The new wind farm, due to be finished in 2020, will be made of up 102. 7MW Siemens wind turbines with a capacity to power around 500,000 homes. The entire project, 45km offshore Lowestoft, England, in the southern North Sea, is worth nearly $3.21 billion. It will be the largest amount of three-legged foundations in a wind farm ever installed worldwide. 

Nexans has been chosen to supply submarine cables to carry energy onshore from from the 714 MW windfarm. Nexans in turn awarded a cable installation and trenching work contract to DeepOcean. 

Nexans will type test, manufacture and install two, 85km-long, high voltage three-core submarine cables with embedded fiber optics, as well as accompanying accessories, for the wind farm in the North Sea. The contract is worth more than US$192 million.

Delivery will begin in Summer 2018 and offshore work will be undertaken by 2019, with the Maersk Connector and purpose built power cable plough, ACP2, supported by DeepOcean’s in-house fleet of dedicated construction support vessels. 
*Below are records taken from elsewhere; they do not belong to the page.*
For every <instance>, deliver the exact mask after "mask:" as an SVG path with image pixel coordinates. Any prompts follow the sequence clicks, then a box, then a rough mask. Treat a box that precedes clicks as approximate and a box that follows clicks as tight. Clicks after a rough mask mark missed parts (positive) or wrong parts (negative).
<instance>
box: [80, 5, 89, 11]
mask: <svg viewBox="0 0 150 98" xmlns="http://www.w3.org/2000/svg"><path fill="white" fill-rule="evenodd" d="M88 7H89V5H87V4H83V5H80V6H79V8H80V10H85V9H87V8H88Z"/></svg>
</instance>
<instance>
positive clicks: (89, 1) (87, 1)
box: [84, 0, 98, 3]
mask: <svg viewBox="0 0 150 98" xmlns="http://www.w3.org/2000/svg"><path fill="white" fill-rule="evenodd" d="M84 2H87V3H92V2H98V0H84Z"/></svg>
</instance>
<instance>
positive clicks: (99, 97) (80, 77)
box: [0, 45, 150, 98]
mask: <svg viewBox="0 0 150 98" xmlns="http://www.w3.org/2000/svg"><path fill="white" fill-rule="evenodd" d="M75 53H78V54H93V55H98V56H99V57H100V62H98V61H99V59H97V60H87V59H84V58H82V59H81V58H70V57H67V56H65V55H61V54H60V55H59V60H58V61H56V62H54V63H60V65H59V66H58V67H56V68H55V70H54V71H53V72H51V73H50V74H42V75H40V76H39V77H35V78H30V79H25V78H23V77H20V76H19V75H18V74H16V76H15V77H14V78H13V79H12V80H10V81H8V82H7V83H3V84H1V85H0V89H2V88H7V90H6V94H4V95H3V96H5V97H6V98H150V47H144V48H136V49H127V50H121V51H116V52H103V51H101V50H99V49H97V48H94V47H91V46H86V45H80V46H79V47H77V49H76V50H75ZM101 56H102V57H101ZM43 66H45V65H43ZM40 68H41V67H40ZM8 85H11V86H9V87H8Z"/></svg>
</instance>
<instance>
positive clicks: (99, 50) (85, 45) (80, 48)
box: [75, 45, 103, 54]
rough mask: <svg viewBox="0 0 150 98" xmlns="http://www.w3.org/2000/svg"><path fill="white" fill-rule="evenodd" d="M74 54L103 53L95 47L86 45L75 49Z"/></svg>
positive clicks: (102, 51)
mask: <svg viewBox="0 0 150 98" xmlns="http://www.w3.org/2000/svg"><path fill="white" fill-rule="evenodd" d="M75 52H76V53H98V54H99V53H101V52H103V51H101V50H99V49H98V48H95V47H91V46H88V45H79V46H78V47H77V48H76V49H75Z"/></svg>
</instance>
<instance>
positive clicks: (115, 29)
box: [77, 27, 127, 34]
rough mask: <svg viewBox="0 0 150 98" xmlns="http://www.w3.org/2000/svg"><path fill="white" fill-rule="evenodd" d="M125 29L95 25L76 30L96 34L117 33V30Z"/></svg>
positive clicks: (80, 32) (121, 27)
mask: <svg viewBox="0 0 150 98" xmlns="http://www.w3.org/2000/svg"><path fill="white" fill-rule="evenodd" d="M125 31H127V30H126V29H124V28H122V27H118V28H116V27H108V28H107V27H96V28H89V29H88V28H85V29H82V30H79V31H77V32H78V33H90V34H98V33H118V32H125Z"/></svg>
Van Oord will be responsible for the logistics of all jacket foundations and piles, sourced from various suppliers, and the transport to the marshalling port of Flushing in The Netherlands. From there the foundations will be transported and installed with an installation vessel. The installation work is planned between half of April 2018 and the end of October 2018.

ScottishPower Renewables is also in the early planning stages for two bigger wind farms in the same region: East Anglia TWO and East Anglia THREE.